Au terme de son analyse, la Commission conclut que la loi norvégienne n'autorise pas l'autorité à prononcer une astreinte dans le cadre des mesures d'urgence dans les affaires transfrontalières, mais uniquement dans le cadre des ordonnances prises dans les affaires nationales. Elle annule donc l'astreinte imposée à Meta et Facebook.
Je parle de cette décision parce que si je reproche souvent à la CNIL son trop faible volume de sanctions, je sais par ailleurs que ses juristes sont extrêmement attentifs à solidifier au maximum les procédures pour éviter à la Commission le désaveu d'une annulation devant le Conseil d'Etat. Même s'il arrive bien sûr que la justice administrative renverse certaines de ses délibérations, ce type d'annulations reste tout de même très rare et c'est à mettre à son crédit.

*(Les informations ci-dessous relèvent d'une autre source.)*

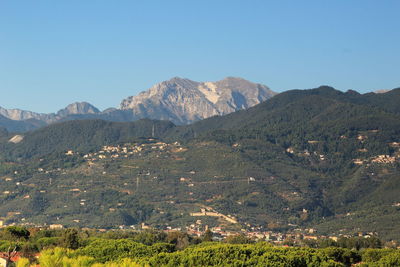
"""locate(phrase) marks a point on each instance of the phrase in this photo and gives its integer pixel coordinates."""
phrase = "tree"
(70, 239)
(207, 236)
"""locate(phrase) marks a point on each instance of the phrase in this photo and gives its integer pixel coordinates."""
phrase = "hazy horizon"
(56, 53)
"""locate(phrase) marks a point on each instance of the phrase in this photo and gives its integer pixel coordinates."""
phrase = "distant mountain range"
(319, 158)
(181, 101)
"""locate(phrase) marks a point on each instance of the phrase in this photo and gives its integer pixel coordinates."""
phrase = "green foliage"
(70, 239)
(104, 250)
(16, 233)
(299, 147)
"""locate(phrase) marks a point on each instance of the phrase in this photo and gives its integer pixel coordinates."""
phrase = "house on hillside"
(9, 259)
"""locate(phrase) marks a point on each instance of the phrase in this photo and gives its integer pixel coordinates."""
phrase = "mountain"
(21, 115)
(183, 101)
(78, 108)
(318, 158)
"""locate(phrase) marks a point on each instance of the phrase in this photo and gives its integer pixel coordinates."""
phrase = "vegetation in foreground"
(77, 248)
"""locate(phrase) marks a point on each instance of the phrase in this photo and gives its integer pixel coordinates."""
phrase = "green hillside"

France : le transfert de courriels vers une boîte personnelle jugé non suffisant pour caractériser une faute grave
Dans une décision du 19 juin 2024, la Cour administrative d'appel de Douai a confirmé un jugement donné en première instance par le tribunal de Lille, qui avait estimé que le transfert de courriels contenant des données sensibles à caractère personnel vers la boîte e-mail personnelle d'une salariée n'était pas en soi-même suffisant pour caractériser une faute grave justifiant un licenciement.
Dans cette affaire, une salariée protégée exerçant une mission d'assistance de service social au sein de l'association Centre Hélène Borel - qui gère des résidences spécialisées pour les personnes en situation de handicap - avait transféré vers sa boîte email Yahoo et vers celle de son époux, un total de 544 courriels de l'association. Cette dernière avait alors demandé à l'inspection du travail d'autoriser le licenciement pour faute de la salariée. A la suite du refus de l'inspectrice du travail, l'association avait exercé un recours auprès de la ministre du travail, qui a annulé la décision de l'inspectrice et autorisé le licenciement. Le ministère avait retenu notamment que les messages transférés comprenaient des données sur les situations personnelles d'environ 80 résidents, "que ce soit quant à leur état de santé, le suivi de soins médicaux ou infirmiers, l'appareillage médical, leur situation administrative telle que la notification de la décision de la Maison départementale des personnes handicapées ou financière, un incident de paiement d'une facture, le surendettement ou les difficultés de gestion budgétaire d'une résidente".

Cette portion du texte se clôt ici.